The use of time series data for business analysis is not new. What is new is the ability to collect and analyze massive volumes of data in sequence at extremely high velocity to get the clearest picture to predict and forecast future market changes, user behavior, environmental conditions, resource consumption, health trends and much, much more.
Apache Cassandra is a NoSQL database platform particularly suited for these types of Big Data challenges. Cassandra’s data model is an excellent fit for handling data in sequence regardless of data type or size. When writing data to Cassandra, data is sorted and written sequentially to disk. When retrieving data by row key and then by range, you get a fast and efficient access pattern due to minimal disk seeks – time series data is an excellent fit for this type of pattern. Apache Cassandra allows businesses to identify meaningful characteristics in their time series data as fast as possible to make clear decisions about expected future outcomes.

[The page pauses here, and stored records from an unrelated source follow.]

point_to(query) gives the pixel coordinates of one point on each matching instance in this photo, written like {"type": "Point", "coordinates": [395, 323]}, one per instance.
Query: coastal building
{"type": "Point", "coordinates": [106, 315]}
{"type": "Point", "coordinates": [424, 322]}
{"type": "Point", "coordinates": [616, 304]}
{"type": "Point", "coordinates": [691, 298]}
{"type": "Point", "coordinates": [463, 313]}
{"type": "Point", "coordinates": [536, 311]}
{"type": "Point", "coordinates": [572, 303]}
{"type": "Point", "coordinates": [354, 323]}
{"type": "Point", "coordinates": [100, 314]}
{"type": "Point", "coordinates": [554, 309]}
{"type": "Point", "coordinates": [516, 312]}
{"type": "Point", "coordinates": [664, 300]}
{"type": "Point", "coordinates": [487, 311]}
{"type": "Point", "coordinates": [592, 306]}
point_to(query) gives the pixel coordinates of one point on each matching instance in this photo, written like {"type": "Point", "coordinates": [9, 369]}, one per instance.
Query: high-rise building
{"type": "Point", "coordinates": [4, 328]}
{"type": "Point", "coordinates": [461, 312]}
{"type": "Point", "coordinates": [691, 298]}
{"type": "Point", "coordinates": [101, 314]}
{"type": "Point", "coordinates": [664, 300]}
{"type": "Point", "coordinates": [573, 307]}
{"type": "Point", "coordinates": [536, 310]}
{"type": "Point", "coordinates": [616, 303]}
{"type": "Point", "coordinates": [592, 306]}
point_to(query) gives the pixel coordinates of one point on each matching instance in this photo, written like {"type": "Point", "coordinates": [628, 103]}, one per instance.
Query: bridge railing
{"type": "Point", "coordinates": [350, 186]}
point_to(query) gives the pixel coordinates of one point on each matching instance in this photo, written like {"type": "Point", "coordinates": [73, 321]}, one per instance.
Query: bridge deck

There are many flavors of time series data. Some can be windowed in the stream, others can not be windowed in the stream because queries are not by time slice but by specific year,month,day,hour. Spark Streaming lets you do both. In some cases, such as in the KafkaStreamingActor, using Spark with Cassandra (and the right data model) reduces the number of Spark transformations necessary on your data because Cassandra does the work for you in its cluster.